Responsabilidade do Estado

STJ libera ação que busca responsabilizar Estado de S.Paulo pelos Crimes de Maio

Ação deve retornar à primeira instância da Justiça paulista, para que analise os fatos e os pedidos de indenização contra o Estado de São Paulo

Foto: Rafael Luz/STJ
Foto: Rafael Luz/STJ

A Primeira Seção do Superior Tribunal de Justiça (STJ) decidiu, por maioria de votos, afastar a prescrição de cinco anos em uma ação civil pública que busca a reparação por graves violações de direitos humanos relacionadas aos chamados Crimes de Maio – uma sequência de crimes violentos ocorridos em São Paulo, em 2006. A ação deve retornar à primeira instância da Justiça paulista, para que analise os fatos e os pedidos de indenização contra o Estado de São Paulo.

Seguindo o voto do relator, ministro Teodoro Silva Santos, a maioria do colegiado considerou as circunstâncias excepcionais do caso, que envolve alegações de execuções sumárias, desaparecimentos de pessoas, possível participação ou omissão de agentes estatais e falhas graves nas investigações. A decisão também levou em conta os compromissos internacionais assumidos pelo Brasil na proteção dos direitos humanos.

Os Crimes de Maio foram uma série de episódios violentos marcados por ataques do Primeiro Comando da Capital (PCC) contra forças de segurança e pela reação policial, que causaram mais de 500 mortes, muitas delas em circunstâncias não esclarecidas.

Na origem, a ação apresentada pelo Ministério Público de São Paulo (MP-SP) reuniu pedidos de reparação individual e coletiva, incluindo danos, assistência, preservação da memória e medidas de não repetição. A relevância e a repercussão do caso levaram a Segunda Turma do STJ a encaminhar o julgamento para a Primeira Seção, que reúne as duas turmas de direito público do tribunal.

A Justiça de São Paulo havia reconhecido a ocorrência da prescrição, entendendo que seria aplicável ao caso o prazo de cinco anos.
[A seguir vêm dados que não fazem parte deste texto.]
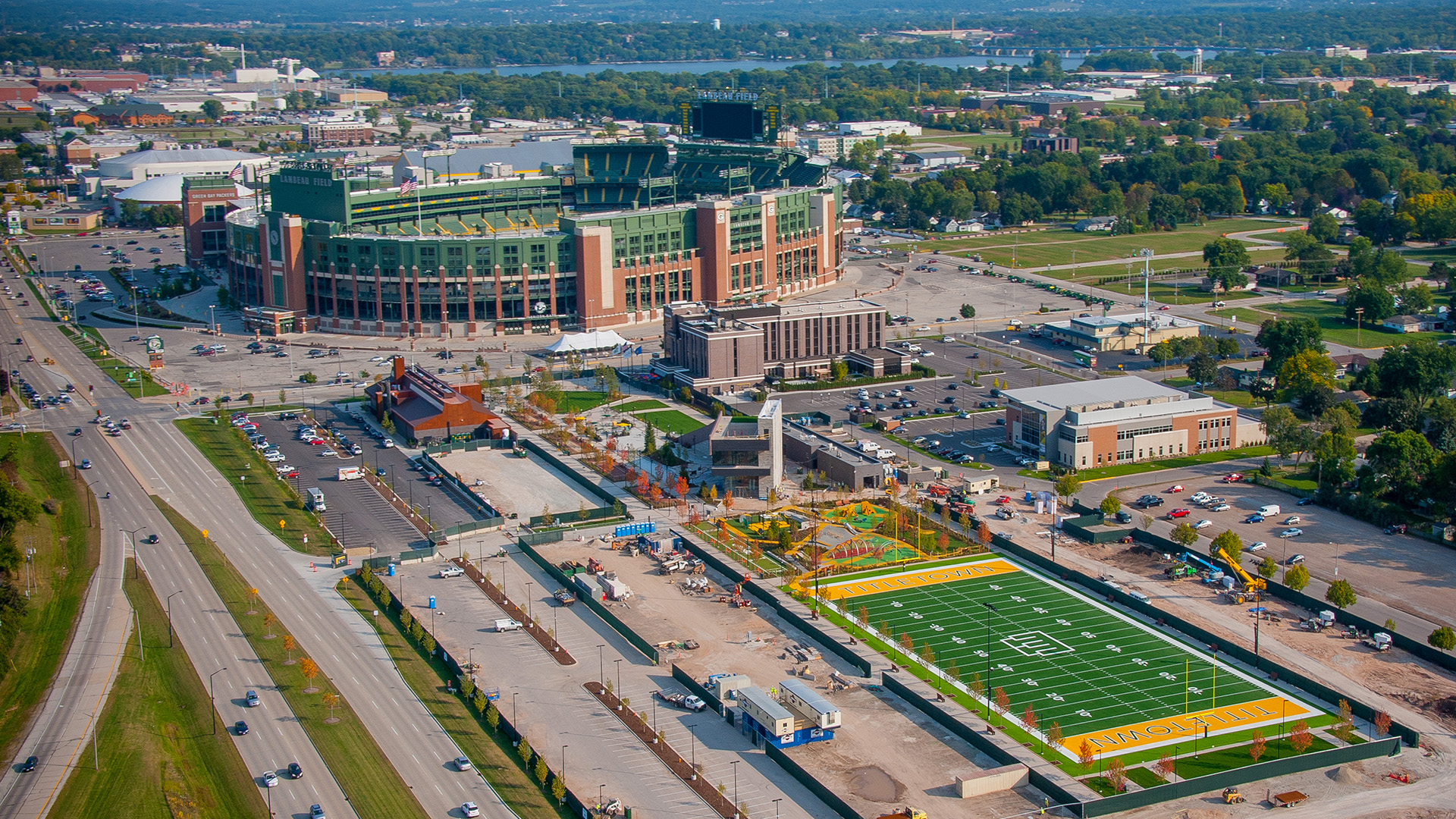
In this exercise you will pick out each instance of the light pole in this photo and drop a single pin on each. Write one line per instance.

No STJ, porém, a Defensoria Pública e o Ministério Público estaduais sustentaram que os pedidos são imprescritíveis por envolverem graves violações de direitos humanos.
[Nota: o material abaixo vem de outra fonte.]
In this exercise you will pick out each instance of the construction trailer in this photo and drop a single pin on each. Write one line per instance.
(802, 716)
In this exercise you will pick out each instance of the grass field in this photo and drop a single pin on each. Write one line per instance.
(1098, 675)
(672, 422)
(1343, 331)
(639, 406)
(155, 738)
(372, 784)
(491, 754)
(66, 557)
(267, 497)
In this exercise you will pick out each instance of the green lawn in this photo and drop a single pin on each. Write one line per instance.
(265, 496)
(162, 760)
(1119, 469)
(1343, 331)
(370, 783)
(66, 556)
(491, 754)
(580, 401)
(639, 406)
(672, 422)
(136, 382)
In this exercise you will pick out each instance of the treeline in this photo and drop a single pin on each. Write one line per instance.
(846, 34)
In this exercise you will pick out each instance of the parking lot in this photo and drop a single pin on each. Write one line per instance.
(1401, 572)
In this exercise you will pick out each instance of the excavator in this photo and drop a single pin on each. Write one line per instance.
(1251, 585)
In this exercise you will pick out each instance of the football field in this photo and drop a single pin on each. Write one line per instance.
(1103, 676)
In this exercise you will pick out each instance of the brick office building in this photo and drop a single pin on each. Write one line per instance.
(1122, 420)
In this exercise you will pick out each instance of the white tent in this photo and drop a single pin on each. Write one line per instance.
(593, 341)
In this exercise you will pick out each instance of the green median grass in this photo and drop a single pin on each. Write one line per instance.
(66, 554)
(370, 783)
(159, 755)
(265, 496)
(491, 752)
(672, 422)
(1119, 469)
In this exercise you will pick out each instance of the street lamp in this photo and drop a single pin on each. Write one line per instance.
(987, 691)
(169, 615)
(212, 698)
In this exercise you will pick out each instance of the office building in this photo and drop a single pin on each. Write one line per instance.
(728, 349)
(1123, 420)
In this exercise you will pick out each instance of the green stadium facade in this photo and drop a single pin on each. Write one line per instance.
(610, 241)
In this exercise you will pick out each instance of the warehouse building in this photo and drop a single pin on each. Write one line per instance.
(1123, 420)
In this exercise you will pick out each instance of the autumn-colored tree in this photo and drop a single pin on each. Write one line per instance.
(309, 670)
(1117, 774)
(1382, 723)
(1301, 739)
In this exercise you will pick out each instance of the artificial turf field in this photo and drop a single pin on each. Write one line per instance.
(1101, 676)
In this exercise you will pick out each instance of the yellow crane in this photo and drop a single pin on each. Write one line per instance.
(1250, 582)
Imprescritibilidade em casos de violações graves

Em seu voto, Teodoro Silva Santos apontou que, em regra, as ações contra o Estado estão sujeitas ao prazo de cinco anos previsto no Decreto 20.910/1932. Esse limite, porém, não pode impedir a efetivação de direitos assegurados pela Constituição e por tratados internacionais de direitos humanos, especialmente em casos de graves violações.

Com base em precedentes da Corte Interamericana de Direitos Humanos (Corte IDH), o ministro destacou que a prescrição pode dificultar a investigação dos fatos, a responsabilização dos envolvidos e a reparação das vítimas em casos mais graves. Segundo ele, esse entendimento vem ganhando força, com avanços jurisprudenciais que reconhecem a imprescritibilidade não apenas para crimes graves, como tortura e homicídio promovidos por agentes estatais, mas também para violações em outras esferas, como os danos ambientais.
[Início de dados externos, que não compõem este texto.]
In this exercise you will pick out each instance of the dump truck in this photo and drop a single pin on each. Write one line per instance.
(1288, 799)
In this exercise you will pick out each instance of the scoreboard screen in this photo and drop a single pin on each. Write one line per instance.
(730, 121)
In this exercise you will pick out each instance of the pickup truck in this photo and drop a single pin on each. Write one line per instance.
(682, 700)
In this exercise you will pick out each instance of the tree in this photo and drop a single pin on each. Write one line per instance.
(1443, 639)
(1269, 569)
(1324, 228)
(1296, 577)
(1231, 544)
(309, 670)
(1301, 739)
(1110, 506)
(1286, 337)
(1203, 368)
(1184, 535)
No caso dos Crimes de Maio – prosseguiu –, a ocorrência de execuções sumárias, perseguições indiscriminadas e a falta de mecanismos efetivos de responsabilização reforçam a necessidade de tratamento compatível com a gravidade das violações.

“Portanto, a análise integrada da jurisprudência e do contexto dos Crimes de Maio permite concluir que a aplicação da prescrição quinquenal prevista no Decreto 20.910/1932 é incompatível com os padrões nacionais e internacionais de proteção aos direitos humanos. A gravidade das violações, a ausência de mecanismos eficazes de responsabilização e o impacto sistemático sobre grupos vulneráveis qualificam esses eventos como graves violações de direitos humanos”, ressaltou o ministro.

Padrões da Corte IDH

O relator mencionou a Recomendação 123/2022 do Conselho Nacional de Justiça (CNJ), que orienta o Judiciário a observar os tratados internacionais de direitos humanos vigentes no Brasil. Conforme explicado, a norma recomenda o uso da jurisprudência da Corte IDH e a realização do controle de convencionalidade das normas internas. Para o relator, essas diretrizes reforçam o compromisso do país com a proteção dos direitos humanos.

“Esse alinhamento jurisprudencial, realizado no caso em análise, ao se aplicarem os parâmetros decisórios da Corte IDH, reafirma o papel do Poder Judiciário como instrumento de garantia da dignidade humana e como interlocutor na consolidação dos direitos fundamentais em nível global”, finalizou Teodoro Silva Santos. Acompanhando seu voto, a Primeira Seção afastou a prescrição e determinou a análise dos pedidos de indenização pelas instâncias ordinárias.